This virtually means a gag order for party leaders like Manish Tewari and Rashid Alvi, who speak on a lot of issues. Both have reacted sharply.
"Only the spokespersons in the linked list are authorised to speak on behalf of the party", Ajai Maken, AICC General Secretary and the Congress' Media Department chief tweeted, attaching a list of five senior spokespersons and 13 spokespersons on Twitter.
Former union minister Manish Tewari, no more a spokesperson, also took to Twitter to declare, "There are certain core convictions I believe in, When they are assaulted I do not require a noun... or a adjective behind my noun to intervene in the public discourse (sic)."
In a series of other tweets, he also said, "I ceased to be National Spokesperson of the INC in Oct 2012.When I intervene in the public discourse I do as an ordinary Cong worker... who has served the party for 34 yrs (sic)."
I ceased to be National Spokesperson of the INC in Oct 2012.When I intervene in the public discourse I do as an ordinary Cong worker contd-- Manish Tewari (@ManishTewari) September 15, 2014
contd..who has served the party for 34 yrs. There are certain core convictions I believe in. When they are assaulted I do not require a noun-- Manish Tewari (@ManishTewari) September 15, 2014
contd or a adjective behind my noun to intervene in the public discourse as as a party activist I do not hold myself out as the Spokesperson-- Manish Tewari (@ManishTewari) September 15, 2014
A defiant Rashid Alvi too said, "I always defend Congress party as an ordinary worker and I will continue to defend Congress party.

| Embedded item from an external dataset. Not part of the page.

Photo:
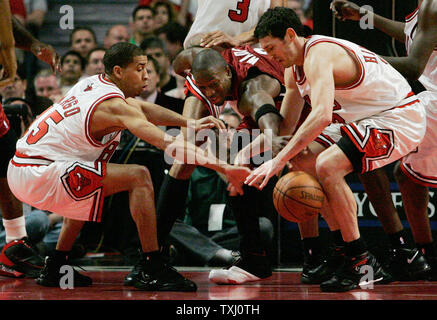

I feel it is my responsibility as this is a very crucial time as the communal forces have not only taken over the country but are spreading communalism."
He also said that Congressmen "should not fight and humiliate each other", seeming to suggest internal rivalry among party leaders for media space.
Both Mr Tewari and Mr Alvi were removed last year from the panel of spokespersons. Some of their recent comments have not found favour with the party leadership. For example, when the Narendra Modi government appointed the former Chief Justice of India P Sathasivam as the Governor of Kerala, a senior spokesperson of the Congress had severely criticized the decision. Mr Tewari, however, had taken a somewhat different position. Though there is no legal or constitutional bar in appointing a former judge as a Governor, Mr Tewari argued, the issue required a thorough debate. (Ex-Chief Justice as Governor? 'Which Verdict Pleased Modi, Amit Shah?', Asks Congress)
The Congress has, however, denied that today's move was intended to gag "any particular leader."